When an integration test fails
Section titled “When an integration test fails”Integration logs are preserved only on failure — a passing test cleans up its temp directory. The failure message points you at the directory it kept:
==== TEST LOGS PRESERVED ====Logs available at: /tmp/shardsetup_test_XXXXXXXXXXSet TEST_PRINT_LOGS=1 to print log contents===========================The layout has one log per component: multigateway.log at the top, temp-multiorch/multiorch.log for the bootstrap orchestrator, and a pooler-N/ directory per multipooler instance holding multipooler.log, pgctld.log, and data/pg_data/postgresql.log. The service logs are JSON, so pipe them through jq.
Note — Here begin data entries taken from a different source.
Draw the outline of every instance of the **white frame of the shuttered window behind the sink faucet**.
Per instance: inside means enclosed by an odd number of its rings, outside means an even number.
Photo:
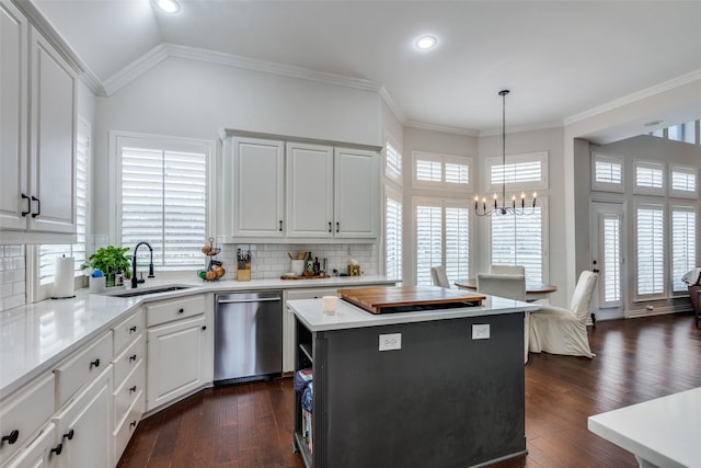
[[[174,137],[165,135],[143,134],[136,132],[110,130],[110,238],[115,246],[122,244],[122,147],[124,142],[138,146],[141,149],[162,150],[164,145],[172,145],[169,149],[204,150],[206,157],[206,202],[205,202],[205,232],[215,232],[216,214],[216,165],[218,147],[215,141],[197,138]],[[210,235],[205,235],[211,237]],[[206,239],[203,239],[205,242]],[[204,265],[204,260],[203,260]],[[183,269],[164,267],[169,272],[191,272],[195,266]]]

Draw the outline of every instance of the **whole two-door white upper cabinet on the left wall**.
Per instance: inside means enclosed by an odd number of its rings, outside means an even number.
[[[76,71],[7,0],[0,32],[3,241],[69,240],[55,235],[76,232]]]

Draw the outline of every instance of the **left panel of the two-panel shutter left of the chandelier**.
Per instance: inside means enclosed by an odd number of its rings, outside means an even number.
[[[416,284],[430,285],[430,267],[443,262],[443,208],[416,207]]]

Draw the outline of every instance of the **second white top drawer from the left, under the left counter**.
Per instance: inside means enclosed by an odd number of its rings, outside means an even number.
[[[88,379],[100,374],[112,361],[112,331],[78,351],[58,366],[56,374],[56,408],[61,408]]]

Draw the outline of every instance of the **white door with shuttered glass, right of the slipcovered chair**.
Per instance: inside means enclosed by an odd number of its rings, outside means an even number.
[[[595,315],[623,317],[625,308],[624,208],[618,202],[591,202],[591,271],[599,274],[591,301]]]

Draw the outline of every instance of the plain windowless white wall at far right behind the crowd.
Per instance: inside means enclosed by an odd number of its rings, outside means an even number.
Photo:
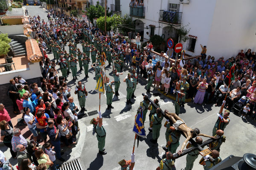
[[[225,59],[241,49],[256,51],[256,0],[217,0],[207,54]]]

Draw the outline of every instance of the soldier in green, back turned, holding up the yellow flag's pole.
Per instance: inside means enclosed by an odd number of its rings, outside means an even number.
[[[93,124],[93,128],[96,132],[96,137],[98,140],[98,148],[99,148],[99,154],[106,155],[107,152],[105,152],[105,139],[106,139],[106,131],[102,125],[102,115],[99,111],[99,116],[96,119],[92,119],[90,121],[90,124]]]

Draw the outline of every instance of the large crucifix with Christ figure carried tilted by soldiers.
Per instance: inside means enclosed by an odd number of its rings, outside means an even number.
[[[142,94],[143,96],[145,96],[145,94],[143,93]],[[149,100],[149,102],[151,102],[151,104],[154,106],[154,108],[159,108],[151,99],[149,99],[148,98],[148,100]],[[173,114],[175,114],[175,113],[173,113]],[[189,131],[190,130],[192,130],[190,127],[187,127],[185,124],[184,124],[184,122],[182,122],[181,120],[180,120],[180,118],[176,115],[173,115],[172,116],[172,113],[169,113],[168,111],[162,111],[162,115],[166,118],[166,119],[168,119],[169,120],[169,122],[170,122],[170,124],[172,125],[172,126],[174,126],[177,130],[179,130],[180,131],[180,133],[186,138],[186,140],[185,140],[185,142],[191,142],[191,144],[193,145],[193,147],[190,147],[190,148],[188,148],[188,149],[185,149],[185,150],[181,150],[181,152],[180,152],[180,150],[179,150],[179,152],[178,153],[172,153],[173,154],[173,159],[177,159],[177,158],[179,158],[179,157],[181,157],[181,156],[184,156],[184,155],[186,155],[186,154],[188,154],[188,153],[190,153],[190,152],[192,152],[192,151],[194,151],[194,150],[199,150],[199,153],[201,154],[201,156],[206,156],[206,155],[208,155],[209,153],[211,153],[211,150],[209,149],[209,148],[207,148],[207,149],[203,149],[203,147],[204,146],[206,146],[207,144],[210,144],[210,143],[212,143],[212,142],[215,142],[216,140],[218,140],[221,136],[215,136],[214,138],[213,138],[213,136],[208,136],[208,135],[204,135],[204,134],[201,134],[201,133],[198,133],[197,135],[200,135],[200,136],[205,136],[205,137],[212,137],[211,139],[208,139],[208,140],[206,140],[206,141],[204,141],[202,144],[197,144],[196,142],[195,142],[195,140],[194,139],[192,139],[192,137],[191,138],[188,138],[188,136],[189,136],[189,134],[187,133],[187,130],[189,129]],[[176,122],[175,123],[173,123],[173,120],[176,120]],[[179,125],[180,124],[180,125]],[[183,127],[182,127],[183,126]],[[180,127],[179,129],[178,129],[178,127]],[[195,136],[197,136],[197,135],[195,135]],[[186,143],[185,143],[186,144]],[[182,148],[183,149],[183,148]],[[209,156],[209,158],[208,158],[210,161],[212,161],[212,162],[214,162],[215,160],[211,157],[211,156]]]

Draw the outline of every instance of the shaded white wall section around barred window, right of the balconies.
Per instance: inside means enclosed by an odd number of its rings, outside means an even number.
[[[186,50],[187,42],[183,43],[186,54],[195,56],[200,55],[202,48],[200,44],[208,46],[208,38],[212,26],[212,17],[214,14],[216,0],[190,0],[189,4],[183,4],[182,7],[182,26],[191,28],[189,34],[197,36],[195,52]],[[227,6],[226,6],[227,8]],[[229,7],[228,7],[229,8]],[[207,50],[208,54],[208,50]]]

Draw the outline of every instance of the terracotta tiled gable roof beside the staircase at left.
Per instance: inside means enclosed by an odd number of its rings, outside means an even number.
[[[27,57],[30,62],[40,62],[42,53],[35,39],[26,40]]]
To print the logs inline instead of digging through the temp directory — which is what CI and the container target do — set the print-logs variable on the run:
TEST_PRINT_LOGS=1 dev-test integration shardsetup TestNameWhat to run when
Section titled “What to run when”A quick decision table for the common situations:
| Situation | Command |
|---|---|
| Edited one package, want fast feedback | dev-test unit ./go/<pkg>/... -v |
| About to commit | dev-test unit all, then dev-test integration all |
| Suspect a concurrency bug | add -race |
| Test passes only sometimes | ... -count=10 (flake hunt) |
| Cache returning a stale PASS after a build change | add -count=1 |
| Whole-tree short pass without the dev runner | make test-short |
| Coverage including launched binaries | make test-coverage |
| Recording new PG divergences on purpose | make pgregress-update-patches (review the diff) |
| Validate against the supabase Postgres image | make test-integration-supabase |
Checkpoints
Section titled “Checkpoints”Why does the “all unit” run add -short, and what breaks if you drop it?
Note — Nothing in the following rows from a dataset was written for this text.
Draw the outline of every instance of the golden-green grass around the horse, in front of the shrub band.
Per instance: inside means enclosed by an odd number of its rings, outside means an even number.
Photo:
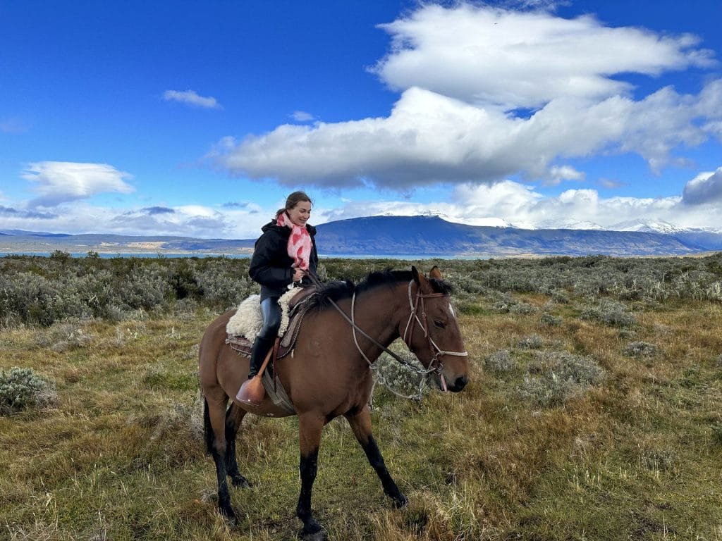
[[[625,326],[581,318],[599,303],[574,291],[508,297],[536,311],[467,299],[464,392],[375,392],[375,437],[405,509],[345,421],[326,426],[313,507],[329,537],[722,540],[721,304],[617,300],[634,316]],[[238,459],[253,486],[231,489],[237,527],[217,512],[197,386],[213,317],[199,307],[0,330],[0,368],[30,368],[57,392],[49,407],[0,416],[0,539],[295,539],[295,418],[246,418]],[[513,362],[494,361],[500,351]],[[604,377],[534,400],[525,378],[552,381],[569,359]]]

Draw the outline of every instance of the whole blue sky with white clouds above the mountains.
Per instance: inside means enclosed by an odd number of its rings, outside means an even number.
[[[653,9],[651,9],[653,5]],[[722,230],[718,0],[0,0],[0,229]]]

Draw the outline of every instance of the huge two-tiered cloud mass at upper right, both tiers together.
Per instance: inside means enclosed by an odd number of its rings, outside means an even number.
[[[600,152],[634,152],[658,171],[678,146],[722,135],[722,80],[699,94],[666,87],[635,100],[615,79],[711,66],[691,35],[471,4],[425,6],[383,28],[393,47],[375,72],[401,91],[388,117],[225,138],[212,157],[289,186],[408,193],[513,175],[583,180],[563,162]]]

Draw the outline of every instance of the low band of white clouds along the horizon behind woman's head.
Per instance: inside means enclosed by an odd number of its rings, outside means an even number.
[[[702,204],[704,203],[704,204]],[[260,234],[280,203],[261,208],[237,202],[222,206],[147,206],[116,209],[84,201],[66,203],[54,211],[20,206],[0,206],[7,229],[67,233],[181,235],[253,239]],[[61,209],[61,211],[60,211]],[[630,223],[669,222],[679,227],[719,227],[710,216],[722,216],[722,167],[702,173],[687,183],[684,196],[666,198],[602,198],[596,190],[565,190],[549,197],[529,184],[505,180],[486,185],[456,185],[447,201],[422,203],[375,198],[344,201],[337,208],[313,209],[313,224],[359,216],[412,216],[435,214],[464,224],[527,229],[573,227],[578,229],[626,228]]]

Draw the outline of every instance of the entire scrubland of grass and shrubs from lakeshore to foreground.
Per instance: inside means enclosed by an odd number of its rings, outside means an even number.
[[[325,259],[321,274],[411,263]],[[405,509],[329,423],[313,505],[331,539],[722,540],[722,254],[413,263],[455,288],[471,382],[421,400],[376,386]],[[295,538],[295,418],[246,418],[238,527],[204,454],[198,343],[257,291],[247,268],[0,259],[0,539]]]

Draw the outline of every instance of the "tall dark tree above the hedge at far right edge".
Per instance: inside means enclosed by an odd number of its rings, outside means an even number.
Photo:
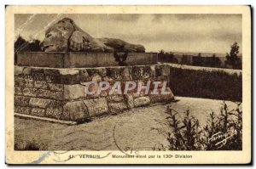
[[[230,54],[226,54],[226,61],[225,65],[230,65],[234,69],[240,69],[241,68],[241,60],[238,58],[239,54],[239,46],[237,42],[235,42],[230,47]]]

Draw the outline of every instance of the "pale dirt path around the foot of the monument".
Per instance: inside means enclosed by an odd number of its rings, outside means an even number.
[[[219,111],[222,103],[212,99],[177,99],[180,101],[172,103],[172,109],[179,112],[189,109],[202,124],[211,110]],[[235,108],[235,104],[228,104]],[[167,144],[165,132],[170,128],[165,111],[166,105],[158,104],[77,126],[15,118],[15,139],[21,146],[33,142],[47,150],[152,150],[156,145]]]

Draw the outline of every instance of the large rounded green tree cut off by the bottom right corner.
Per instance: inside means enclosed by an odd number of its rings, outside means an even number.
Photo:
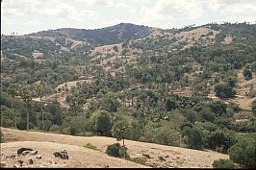
[[[228,155],[243,167],[255,168],[255,139],[252,137],[241,139],[228,150]]]

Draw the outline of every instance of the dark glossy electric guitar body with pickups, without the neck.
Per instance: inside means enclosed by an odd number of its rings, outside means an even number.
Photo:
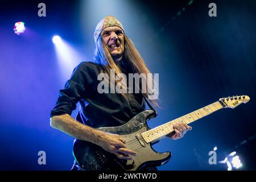
[[[110,154],[96,144],[76,139],[73,144],[73,156],[76,162],[86,171],[135,171],[147,166],[162,166],[170,160],[171,153],[156,152],[151,147],[152,143],[146,143],[141,137],[141,133],[149,130],[147,121],[152,117],[154,111],[144,110],[125,125],[98,128],[125,138],[127,148],[137,152],[137,156],[133,156],[133,161],[118,159],[116,155]]]

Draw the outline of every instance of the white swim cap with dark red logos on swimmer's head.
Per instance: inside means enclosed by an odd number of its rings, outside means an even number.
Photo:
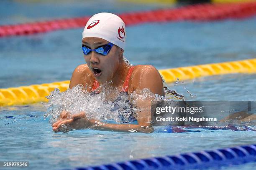
[[[123,20],[112,13],[98,13],[87,22],[82,37],[97,37],[107,40],[124,50],[126,32]]]

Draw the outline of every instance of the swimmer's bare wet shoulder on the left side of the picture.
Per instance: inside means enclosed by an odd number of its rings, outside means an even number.
[[[77,85],[85,86],[87,84],[92,84],[93,81],[94,79],[92,77],[92,72],[90,71],[87,64],[81,64],[74,69],[69,83],[69,88],[75,87]]]

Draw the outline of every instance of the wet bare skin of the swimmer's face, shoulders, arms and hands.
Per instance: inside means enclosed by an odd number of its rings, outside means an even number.
[[[96,49],[109,42],[96,37],[86,37],[82,43],[91,49]],[[113,87],[121,87],[125,81],[130,65],[127,65],[123,60],[123,49],[113,45],[108,55],[101,55],[95,51],[91,51],[88,55],[84,55],[87,64],[79,65],[73,72],[69,88],[76,85],[83,85],[88,92],[92,91],[92,86],[95,79],[101,83],[112,81]],[[100,69],[97,73],[95,69]],[[97,70],[99,71],[99,70]],[[163,82],[159,72],[151,65],[136,65],[129,81],[128,93],[135,90],[142,90],[144,88],[150,89],[154,94],[164,95]],[[136,107],[149,108],[151,107],[151,100],[136,100]],[[93,127],[97,130],[114,130],[129,132],[133,129],[140,132],[150,133],[152,131],[151,112],[141,109],[137,113],[138,125],[132,124],[103,124],[100,121],[90,119],[88,120],[85,112],[80,112],[70,116],[69,112],[63,111],[60,119],[55,122],[53,130],[55,132],[61,131],[61,125],[68,125],[70,129],[83,129]],[[147,128],[145,128],[147,127]]]

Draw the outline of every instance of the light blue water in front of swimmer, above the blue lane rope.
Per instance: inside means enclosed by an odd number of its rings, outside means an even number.
[[[204,129],[199,133],[53,133],[41,104],[2,107],[0,112],[1,159],[27,160],[30,169],[57,170],[218,149],[252,144],[256,138],[255,131]]]

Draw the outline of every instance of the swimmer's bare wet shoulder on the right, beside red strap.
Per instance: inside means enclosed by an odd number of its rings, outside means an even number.
[[[136,65],[131,80],[133,91],[149,88],[154,94],[164,95],[161,75],[153,65]]]

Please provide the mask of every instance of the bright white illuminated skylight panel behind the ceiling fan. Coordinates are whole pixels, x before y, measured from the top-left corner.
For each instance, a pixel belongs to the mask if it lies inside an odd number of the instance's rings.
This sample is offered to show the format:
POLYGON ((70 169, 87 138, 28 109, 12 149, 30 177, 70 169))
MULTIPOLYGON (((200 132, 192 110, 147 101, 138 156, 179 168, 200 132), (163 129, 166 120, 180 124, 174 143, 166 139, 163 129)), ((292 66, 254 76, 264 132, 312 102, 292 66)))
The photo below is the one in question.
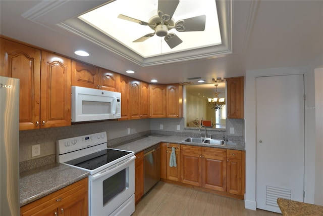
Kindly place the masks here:
POLYGON ((175 10, 175 22, 206 15, 204 31, 179 32, 175 28, 168 33, 175 33, 183 42, 171 49, 163 37, 156 34, 142 42, 134 40, 154 33, 147 25, 120 19, 120 14, 148 22, 157 15, 157 0, 117 0, 87 12, 78 18, 109 37, 117 40, 125 47, 134 51, 143 58, 160 56, 192 49, 221 45, 221 35, 217 14, 216 1, 214 0, 181 0, 175 10))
Because go test ./go/... also traverses the end-to-end packages under go/test/endtoend/.... The -short flag makes every integration test hit its if testing.Short() { t.Skip() } guard and skip, keeping a “quick unit run” quick. Drop -short and a plain go test ./go/... launches the heavy integration suites — building binaries, starting Postgres — which is slow and usually not what you wanted.Name the three things an integration run sets up before go test, and what each prevents.
First, it builds the service binaries so the suites launch fresh binaries from bin/ instead of stale or missing ones. Second, it starts the port-pool server (idempotent — once, reused) so runs share a coordination point. Third, it exports MULTIGRES_PORT_POOL_ADDR pointing at the pool socket, without which parallel components grab raw TCP ports and collide into flaky failures.What is the difference between -count=1 and -count=10?
-count=1 is the cache-buster: it forces a single fresh run that ignores a cached PASS, which matters after an env or build change the test cache can’t see. -count=10 is the flake hunt: it runs the test ten times looking for an intermittent failure. Same flag, opposite intent — pick deliberately.What flips between make pgproto and make pgproto-update-patches, and what’s the risk?
Both run the same wire-protocol conformance test; the only change is the PGPROTO_PATCH_MODE variable flipping from verify to generate. In generate mode, any divergence from PostgreSQL is written into the patch files as “expected” rather than failing — so running it by accident silently absorbs real regressions. Always review the resulting patch diff before merging.